Jared Loughner and the Arizona shootings

The Arizona shootings on Saturday brought to me a distressing clarity.

When I was in elementary school, it was a common recess practice for kids to provoke an excitable and vulnerable child into doing something stupid, something nobody else dared to do. It seems evident at this point that Jared Loughner was insane, but it also seems impossible to avoid the straight line of reasoning that suggests his madness was amplified and focused by the politics of his culture.

There is culpability here.

Democracy serves the majority, and for a couple of centuries the majority in America was comprised of white Christians. The interests of this tribe were well represented and served, and now that they’re fading into a demographic minority, they claim the democratic system is broken and the government must be overthrown.

It’s not much more complicated than that.

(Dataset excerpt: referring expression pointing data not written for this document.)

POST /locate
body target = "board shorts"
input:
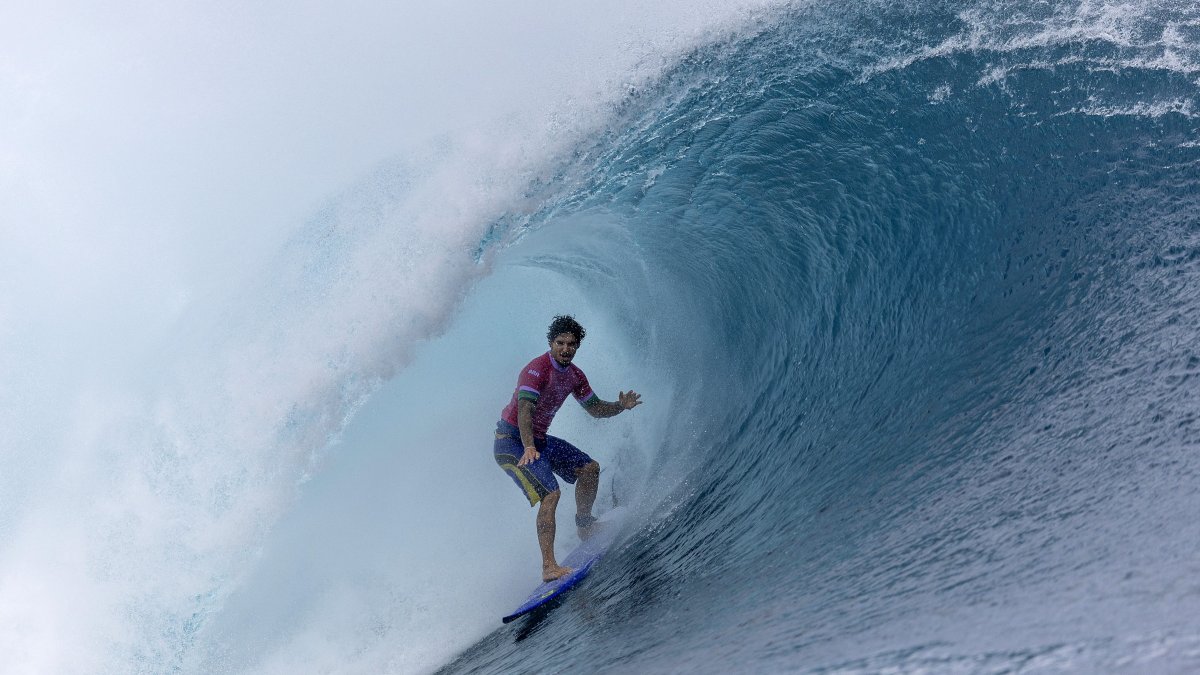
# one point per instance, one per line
(537, 479)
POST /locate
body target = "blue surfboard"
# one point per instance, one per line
(580, 561)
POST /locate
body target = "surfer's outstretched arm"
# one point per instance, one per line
(624, 401)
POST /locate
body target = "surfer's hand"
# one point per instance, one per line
(529, 457)
(630, 400)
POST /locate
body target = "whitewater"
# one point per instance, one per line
(911, 293)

The most boisterous amongst this tribe– like The Tea Party– call for a return to a mythic American past. Rejecting secularism as a perversion of God’s natural laws, they “metaphorically” call their constituents to arms, taking up a Holy War in the name of returning to a past they never knew but imagine glinting in the eyes of the founding fathers.

It’s nakedly theocratic, and it has more in common with Islamist terrorists than it doesn’t. In the parlance, if you replace the word “martyr” with “patriot,” or “hero,” then you have a pretty good idea what’s taking place.

With an utter certainty that the next life is better than this one– with everybody living in a 6,000 square foot home with a trophy wife and a full head of hair– the Christian right is apocalyptic in both nature and intent. They are not afraid of dying for they will be called to paradise.

The terror that America must confront is not external– abstracted on foreign shores and in alien tongues– but internal. It’s from the people who would manipulate the angry and vulnerable to serve their own means, and in my opinion, this is what happened, however indirectly, to Jared Loughner.

One of the devastating ironies in all of this is that one of the people killed on Saturday was a nine year-old girl who was born on September 11, 2001. Christina Taylor-Green was featured in book called Faces of Hope, Babies Born on 9/11. The collection of photographs and inspirational gloss, appears to be a sentimental and patriotic attempt to see some light in a dark time, and on the entry for Christina’s baby picture (already a symbol for something she did not choose), these words are written:

“I hope you know all the words to the Star Spangled Banner and sing it with your hand over your heart. I hope you jump in rain puddles.”

The little girl was a member of student council at school, was present at the Gifford event because she wanted to learn more about politics, and was the granddaughter of Dallas Green, whom I remember as the truculent manager of the Philadelphia Phillies. She could hardly have been more “American” or more representative of an inspiring future– perhaps even one the political agitators and revolutionaries would have wanted– but now her potential is gone, collateral damage to a desperate, even delusional battle that didn’t strike America on 9/11, but rose from it.